Divide by Zero
The Living Force
I just saw The Congress from 2013. It was a beautiful film with some shocking ideas of what the future could be.
I bumped into it by admiring the music of Max Richter who also did quite a few pieces for Waltz With Bashir.
The basic premise is that in the future technology advances where actors are no longer needed, as they get scanned in and their likeness acts inside a computer to make the film. The technology of media and reality develops further- spoilers below:
Plot is here, warning spoilers!
https://en.wikipedia.org/wiki/The_Congress_%282013_film%29
SPOILERS- My comments on the film and what I took from it.
I found it interesting that media "evolved" into a group hallucination. The form is cartoonish.
It was sold as free choice, because anybody could be anything they wanted to be in this world. Unfortunately, this ability to change reality seems to be fruitless without objectivity. Without an AIM, the people just live out dreams. The C's have explained 4d is where what you think, you create, and the danger of this coupled with wishful thinking.
The main character Robin gets stuck in the hallucinogenic world and ends up having problems which leads her to getting frozen for 20 years in order to be able to heal.
Instead of Robin waking up to the real world, we learn that this chemical world now has the majority of the population and she is still a part of it.
Robin, the main character decides to go back into the real world to find her son who she lost contact with and couldn't track down.
The real world looks post apocalyptic, not sure if it was due to the people who were stuck in the chemical world not being able to be productive or not or other issues. They walk around like zombies in the physical world. There are a few people overseeing the basic needs of the world, but there are very little doctors or other useful hands on people to help out.
Robin learns that her son was almost fully blind and deaf and was told to go into the chemical world after waiting for her so many years. So, Robin decides to go back into the chemical world, knowing that this time it will be what she wants. She experiences her birth and life up until the time she was stuck in the hallucination, but past that point she dreams up a "normal life" where her son and rest of her family are alive and well in the "real world".
That reminded me of karma and the how spirits in "30 years among the dead" were attached to their story of life. It always bugged me that we don't normally remember our past lives in much detail, but I wonder now, if we did, would we not want to repeat it to make it better like she did?
It's very disheartening, thinking of the trans humanist ideals of living forever and how something like this could happen (if there are no disasters). It helped remind me why seeing what IS now in reality is important to prepare for 4d. Going to 4d now would not be liberating for us, without objective knowledge. More and more I understand the ramifications of "Knowledge protects".
I bumped into it by admiring the music of Max Richter who also did quite a few pieces for Waltz With Bashir.
The basic premise is that in the future technology advances where actors are no longer needed, as they get scanned in and their likeness acts inside a computer to make the film. The technology of media and reality develops further- spoilers below:
Plot is here, warning spoilers!
https://en.wikipedia.org/wiki/The_Congress_%282013_film%29
SPOILERS- My comments on the film and what I took from it.
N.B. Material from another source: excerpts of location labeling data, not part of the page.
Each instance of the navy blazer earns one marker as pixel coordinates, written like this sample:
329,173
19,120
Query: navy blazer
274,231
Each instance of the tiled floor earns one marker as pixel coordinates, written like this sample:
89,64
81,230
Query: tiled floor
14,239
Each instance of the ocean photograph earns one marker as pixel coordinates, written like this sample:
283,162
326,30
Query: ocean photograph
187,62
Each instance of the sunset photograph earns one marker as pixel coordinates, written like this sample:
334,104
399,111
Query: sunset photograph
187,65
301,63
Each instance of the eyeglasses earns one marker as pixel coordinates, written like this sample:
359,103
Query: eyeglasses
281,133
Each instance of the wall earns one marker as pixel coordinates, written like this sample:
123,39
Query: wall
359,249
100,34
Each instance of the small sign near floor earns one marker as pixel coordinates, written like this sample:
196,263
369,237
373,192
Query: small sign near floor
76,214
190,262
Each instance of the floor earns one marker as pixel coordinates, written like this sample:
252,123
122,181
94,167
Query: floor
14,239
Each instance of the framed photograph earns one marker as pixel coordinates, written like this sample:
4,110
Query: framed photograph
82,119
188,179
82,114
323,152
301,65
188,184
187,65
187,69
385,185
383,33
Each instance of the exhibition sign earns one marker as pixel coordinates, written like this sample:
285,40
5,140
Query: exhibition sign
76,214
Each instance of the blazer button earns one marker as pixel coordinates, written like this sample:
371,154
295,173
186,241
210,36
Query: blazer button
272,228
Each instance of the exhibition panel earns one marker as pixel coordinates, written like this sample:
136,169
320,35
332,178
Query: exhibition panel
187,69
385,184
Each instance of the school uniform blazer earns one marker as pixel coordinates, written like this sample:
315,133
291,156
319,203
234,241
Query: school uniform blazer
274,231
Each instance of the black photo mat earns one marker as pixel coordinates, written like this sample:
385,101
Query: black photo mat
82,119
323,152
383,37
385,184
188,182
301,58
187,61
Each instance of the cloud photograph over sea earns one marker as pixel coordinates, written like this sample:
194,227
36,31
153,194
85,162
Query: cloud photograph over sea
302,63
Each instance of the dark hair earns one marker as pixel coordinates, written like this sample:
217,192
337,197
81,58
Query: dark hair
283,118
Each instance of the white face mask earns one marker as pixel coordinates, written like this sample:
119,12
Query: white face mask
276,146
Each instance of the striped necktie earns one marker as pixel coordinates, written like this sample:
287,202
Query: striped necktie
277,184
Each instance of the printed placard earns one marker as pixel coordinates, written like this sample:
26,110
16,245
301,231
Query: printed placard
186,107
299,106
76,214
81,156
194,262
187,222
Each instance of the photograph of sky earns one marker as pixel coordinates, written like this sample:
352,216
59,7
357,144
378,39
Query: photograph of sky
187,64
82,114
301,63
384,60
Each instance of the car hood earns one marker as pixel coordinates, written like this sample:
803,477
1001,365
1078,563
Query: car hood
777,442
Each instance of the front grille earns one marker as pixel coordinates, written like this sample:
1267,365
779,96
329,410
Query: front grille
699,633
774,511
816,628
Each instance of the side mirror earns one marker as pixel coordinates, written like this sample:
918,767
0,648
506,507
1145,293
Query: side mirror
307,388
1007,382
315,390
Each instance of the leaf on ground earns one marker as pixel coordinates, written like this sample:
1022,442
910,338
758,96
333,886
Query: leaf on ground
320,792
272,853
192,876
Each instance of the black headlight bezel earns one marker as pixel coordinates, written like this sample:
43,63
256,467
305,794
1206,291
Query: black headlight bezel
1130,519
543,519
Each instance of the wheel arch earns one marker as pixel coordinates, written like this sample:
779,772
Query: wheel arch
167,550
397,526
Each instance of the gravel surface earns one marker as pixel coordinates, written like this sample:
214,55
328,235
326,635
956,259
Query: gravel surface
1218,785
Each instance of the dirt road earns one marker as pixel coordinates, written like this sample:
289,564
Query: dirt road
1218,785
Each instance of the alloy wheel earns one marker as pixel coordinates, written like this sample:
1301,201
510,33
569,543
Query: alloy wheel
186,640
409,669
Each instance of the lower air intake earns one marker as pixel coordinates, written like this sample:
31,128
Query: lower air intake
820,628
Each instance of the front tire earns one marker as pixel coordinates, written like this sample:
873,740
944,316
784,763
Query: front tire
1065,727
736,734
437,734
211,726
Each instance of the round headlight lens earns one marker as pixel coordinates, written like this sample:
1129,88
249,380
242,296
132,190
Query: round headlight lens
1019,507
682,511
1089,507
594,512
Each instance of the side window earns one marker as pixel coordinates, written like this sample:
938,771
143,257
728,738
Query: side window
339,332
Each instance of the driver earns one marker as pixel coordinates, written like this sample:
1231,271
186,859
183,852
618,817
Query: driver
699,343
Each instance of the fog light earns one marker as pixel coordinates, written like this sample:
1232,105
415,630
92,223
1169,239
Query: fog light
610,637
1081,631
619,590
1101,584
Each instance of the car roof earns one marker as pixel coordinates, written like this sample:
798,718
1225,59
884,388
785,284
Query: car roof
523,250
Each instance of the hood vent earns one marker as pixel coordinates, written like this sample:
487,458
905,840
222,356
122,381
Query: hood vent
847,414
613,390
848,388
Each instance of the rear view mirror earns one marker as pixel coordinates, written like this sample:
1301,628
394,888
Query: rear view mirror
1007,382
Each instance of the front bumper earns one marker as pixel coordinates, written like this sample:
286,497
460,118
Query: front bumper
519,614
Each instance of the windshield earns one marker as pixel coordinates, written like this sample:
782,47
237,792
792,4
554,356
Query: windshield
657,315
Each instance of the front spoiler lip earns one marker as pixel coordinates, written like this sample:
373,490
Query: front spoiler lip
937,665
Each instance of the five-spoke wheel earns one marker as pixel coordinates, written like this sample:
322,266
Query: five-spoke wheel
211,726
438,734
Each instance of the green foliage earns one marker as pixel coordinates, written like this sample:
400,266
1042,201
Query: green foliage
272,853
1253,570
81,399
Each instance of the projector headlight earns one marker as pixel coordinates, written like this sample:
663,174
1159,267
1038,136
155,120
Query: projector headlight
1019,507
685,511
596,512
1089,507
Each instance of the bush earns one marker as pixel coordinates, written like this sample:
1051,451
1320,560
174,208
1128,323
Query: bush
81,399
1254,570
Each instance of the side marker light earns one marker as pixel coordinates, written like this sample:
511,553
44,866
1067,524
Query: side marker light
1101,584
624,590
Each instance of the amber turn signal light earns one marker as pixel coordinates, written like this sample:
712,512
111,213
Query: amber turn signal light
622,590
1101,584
I found it interesting that media "evolved" into a group hallucination. The form is cartoonish.
It was sold as free choice, because anybody could be anything they wanted to be in this world. Unfortunately, this ability to change reality seems to be fruitless without objectivity. Without an AIM, the people just live out dreams. The C's have explained 4d is where what you think, you create, and the danger of this coupled with wishful thinking.
The main character Robin gets stuck in the hallucinogenic world and ends up having problems which leads her to getting frozen for 20 years in order to be able to heal.
Instead of Robin waking up to the real world, we learn that this chemical world now has the majority of the population and she is still a part of it.
Robin, the main character decides to go back into the real world to find her son who she lost contact with and couldn't track down.
The real world looks post apocalyptic, not sure if it was due to the people who were stuck in the chemical world not being able to be productive or not or other issues. They walk around like zombies in the physical world. There are a few people overseeing the basic needs of the world, but there are very little doctors or other useful hands on people to help out.
Robin learns that her son was almost fully blind and deaf and was told to go into the chemical world after waiting for her so many years. So, Robin decides to go back into the chemical world, knowing that this time it will be what she wants. She experiences her birth and life up until the time she was stuck in the hallucination, but past that point she dreams up a "normal life" where her son and rest of her family are alive and well in the "real world".
That reminded me of karma and the how spirits in "30 years among the dead" were attached to their story of life. It always bugged me that we don't normally remember our past lives in much detail, but I wonder now, if we did, would we not want to repeat it to make it better like she did?
It's very disheartening, thinking of the trans humanist ideals of living forever and how something like this could happen (if there are no disasters). It helped remind me why seeing what IS now in reality is important to prepare for 4d. Going to 4d now would not be liberating for us, without objective knowledge. More and more I understand the ramifications of "Knowledge protects".